The State of Your Books =
The State of Your Business

Call it the Attack of the Hack Bookkeeper.

A business owner hires a bookkeeper at a less-than-competitive salary.  The bookkeeper’s skills might be mediocre, but the business owner figures that’s good enough.  How much could go wrong with simple bookkeeping?

Plenty.  Bad bookkeeping has serious consequences.  They include:

* Inaccurate reports: the business owner can’t really understand the company’s financial position;

* Decreased cash flow and an inability to forecast: management can’t predict future results or anticipate problems;

* Unnecessary time dealing with problems resulting from errors in the books: time sorting through a mess could have been spent on more profitable endeavors like additional sales or better yet- vacation.

* Wasted resources: CPA’s or specialists who need to come in and fix the books.  Those folks cost money, often four to five times what the bookkeeper is paid hourly.
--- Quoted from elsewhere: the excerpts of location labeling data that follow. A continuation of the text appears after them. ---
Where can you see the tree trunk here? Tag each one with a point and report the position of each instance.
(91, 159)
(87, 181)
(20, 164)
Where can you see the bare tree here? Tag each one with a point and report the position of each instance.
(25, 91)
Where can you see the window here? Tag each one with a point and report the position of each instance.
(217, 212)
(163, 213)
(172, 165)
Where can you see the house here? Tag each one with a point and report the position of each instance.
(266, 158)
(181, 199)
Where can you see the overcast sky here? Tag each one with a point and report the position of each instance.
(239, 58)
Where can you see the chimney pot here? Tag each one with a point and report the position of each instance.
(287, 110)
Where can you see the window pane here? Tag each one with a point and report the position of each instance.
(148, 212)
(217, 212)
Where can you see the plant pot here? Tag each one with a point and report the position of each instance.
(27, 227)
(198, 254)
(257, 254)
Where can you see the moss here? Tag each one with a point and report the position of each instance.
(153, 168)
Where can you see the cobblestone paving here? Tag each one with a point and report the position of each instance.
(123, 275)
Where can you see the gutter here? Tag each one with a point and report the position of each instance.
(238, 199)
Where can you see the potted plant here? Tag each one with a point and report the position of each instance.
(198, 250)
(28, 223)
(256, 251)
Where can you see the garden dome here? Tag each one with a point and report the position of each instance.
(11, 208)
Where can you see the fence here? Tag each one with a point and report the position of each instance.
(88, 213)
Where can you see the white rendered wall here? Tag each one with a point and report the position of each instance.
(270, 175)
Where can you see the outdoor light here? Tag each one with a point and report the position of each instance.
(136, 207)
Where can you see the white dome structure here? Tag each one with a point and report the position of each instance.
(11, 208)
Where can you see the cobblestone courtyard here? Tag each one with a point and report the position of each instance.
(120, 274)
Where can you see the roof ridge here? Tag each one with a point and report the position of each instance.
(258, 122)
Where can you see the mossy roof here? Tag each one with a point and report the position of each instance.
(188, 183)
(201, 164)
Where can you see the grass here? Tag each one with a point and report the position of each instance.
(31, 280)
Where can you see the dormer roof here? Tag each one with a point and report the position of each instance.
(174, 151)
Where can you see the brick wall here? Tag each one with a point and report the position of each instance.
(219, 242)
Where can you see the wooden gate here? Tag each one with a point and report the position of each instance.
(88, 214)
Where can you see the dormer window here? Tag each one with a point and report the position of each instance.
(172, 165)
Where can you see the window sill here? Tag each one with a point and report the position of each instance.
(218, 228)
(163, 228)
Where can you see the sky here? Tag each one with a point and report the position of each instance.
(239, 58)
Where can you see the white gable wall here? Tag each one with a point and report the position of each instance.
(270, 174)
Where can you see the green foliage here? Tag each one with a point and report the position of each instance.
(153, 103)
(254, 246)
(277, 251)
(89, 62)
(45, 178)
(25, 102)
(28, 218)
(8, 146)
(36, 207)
Your business is only as sound as its financials, and the bookkeeper is a key professional whose work influences the rest of the business.  To ensure you’ve picked well for this important position, look for a bookkeeper who:

* Has strong communications skills.  Being good with numbers isn’t enough to make a great bookkeeper.  The best in the field can explain why they’ve posted entries a certain way beyond “that’s the way we’ve always done it.”  He or she is willing to make phone calls and get questions answered to keep the books organized. 
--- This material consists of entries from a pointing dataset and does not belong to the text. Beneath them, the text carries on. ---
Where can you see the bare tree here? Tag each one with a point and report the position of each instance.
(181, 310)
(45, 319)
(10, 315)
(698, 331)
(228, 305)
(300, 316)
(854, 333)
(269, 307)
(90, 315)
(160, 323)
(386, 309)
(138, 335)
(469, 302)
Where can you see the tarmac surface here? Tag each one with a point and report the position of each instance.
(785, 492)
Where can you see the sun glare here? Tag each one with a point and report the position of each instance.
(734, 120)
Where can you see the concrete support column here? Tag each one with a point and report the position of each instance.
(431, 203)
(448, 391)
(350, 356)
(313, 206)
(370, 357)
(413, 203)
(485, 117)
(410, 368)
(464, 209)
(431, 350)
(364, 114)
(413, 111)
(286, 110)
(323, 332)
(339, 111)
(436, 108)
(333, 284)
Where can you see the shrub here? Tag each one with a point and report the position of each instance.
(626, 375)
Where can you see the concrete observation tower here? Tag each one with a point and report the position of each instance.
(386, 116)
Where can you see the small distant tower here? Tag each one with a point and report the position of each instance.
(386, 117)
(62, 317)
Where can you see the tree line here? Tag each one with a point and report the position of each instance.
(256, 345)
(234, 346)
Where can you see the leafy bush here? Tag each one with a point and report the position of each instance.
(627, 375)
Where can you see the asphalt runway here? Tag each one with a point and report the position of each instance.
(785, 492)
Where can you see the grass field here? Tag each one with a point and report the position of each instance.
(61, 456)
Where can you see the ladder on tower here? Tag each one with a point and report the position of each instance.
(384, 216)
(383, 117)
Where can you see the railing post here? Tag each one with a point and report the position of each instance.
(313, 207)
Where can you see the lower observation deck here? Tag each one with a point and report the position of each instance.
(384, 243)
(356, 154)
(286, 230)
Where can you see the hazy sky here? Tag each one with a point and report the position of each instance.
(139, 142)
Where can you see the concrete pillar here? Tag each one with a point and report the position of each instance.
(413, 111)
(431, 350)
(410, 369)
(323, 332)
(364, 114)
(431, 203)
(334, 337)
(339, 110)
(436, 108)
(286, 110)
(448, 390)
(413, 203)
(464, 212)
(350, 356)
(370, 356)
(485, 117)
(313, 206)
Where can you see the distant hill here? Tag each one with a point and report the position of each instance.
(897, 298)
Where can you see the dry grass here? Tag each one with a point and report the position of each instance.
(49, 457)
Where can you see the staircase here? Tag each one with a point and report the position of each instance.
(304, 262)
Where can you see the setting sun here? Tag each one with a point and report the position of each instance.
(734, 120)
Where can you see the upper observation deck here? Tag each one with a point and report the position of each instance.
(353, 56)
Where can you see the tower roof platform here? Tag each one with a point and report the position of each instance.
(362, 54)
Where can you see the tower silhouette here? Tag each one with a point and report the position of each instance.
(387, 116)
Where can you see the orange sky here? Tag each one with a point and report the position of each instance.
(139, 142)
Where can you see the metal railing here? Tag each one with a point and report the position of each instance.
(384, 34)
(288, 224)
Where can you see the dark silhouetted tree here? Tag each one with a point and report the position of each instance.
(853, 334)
To take a small example, if your business gets a statement from a vendor that you’re past due with a payment, but never received the first invoice, a great bookkeeper will find out why so the slip doesn’t occur again. 

* Hates errors.  Every accounting entry requires both a debit and a credit.  This means there’s a possibility of two mistakes.  Multiply that by the number of entries a bookkeeper will make for a successful business, and the possibility for error is huge. 

One stumble can have long-lasting ramifications.  If a bookkeeper accidentally records payroll tax expense as a payroll tax liability (the account used to show taxes payable to the government)  that’s a big blunder in the balance sheet. None of us is perfect, but some bookkeepers are a little too nonchalant about making mistakes.

* Makes an effort to understand all the facts.  A client once asked Lucrum Consulting to work with their bookkeeper, who was confused about how to post transactions from a law firm’s trust account.  The bookkeeper had no details about what the transactions were and was afraid to ask questions about what happened or who the payees were.  A great bookkeeper will be confident and bold enough to say, “I don’t understand this.  Explain it to me so I can be sure I’m recording it correctly.”

* Has a sense of urgency about getting things done right, on time.  Checks that are entered twice.  Checks that are wrongly entered.  Checks not voided, still outstanding six months after they were issued.

We’ve seen all this and more when we’ve been called for a consultation.  In one case, the business owners’ cash balance wasn’t close to what they actually had in the bank; by about $30,000.

* Takes ownership.  You want someone who takes pride in his or her work and stands behind it. There are bookkeepers who don’t see what they do as a professional career or think their job is limited to writing checks and entering deposits.  Avoid them.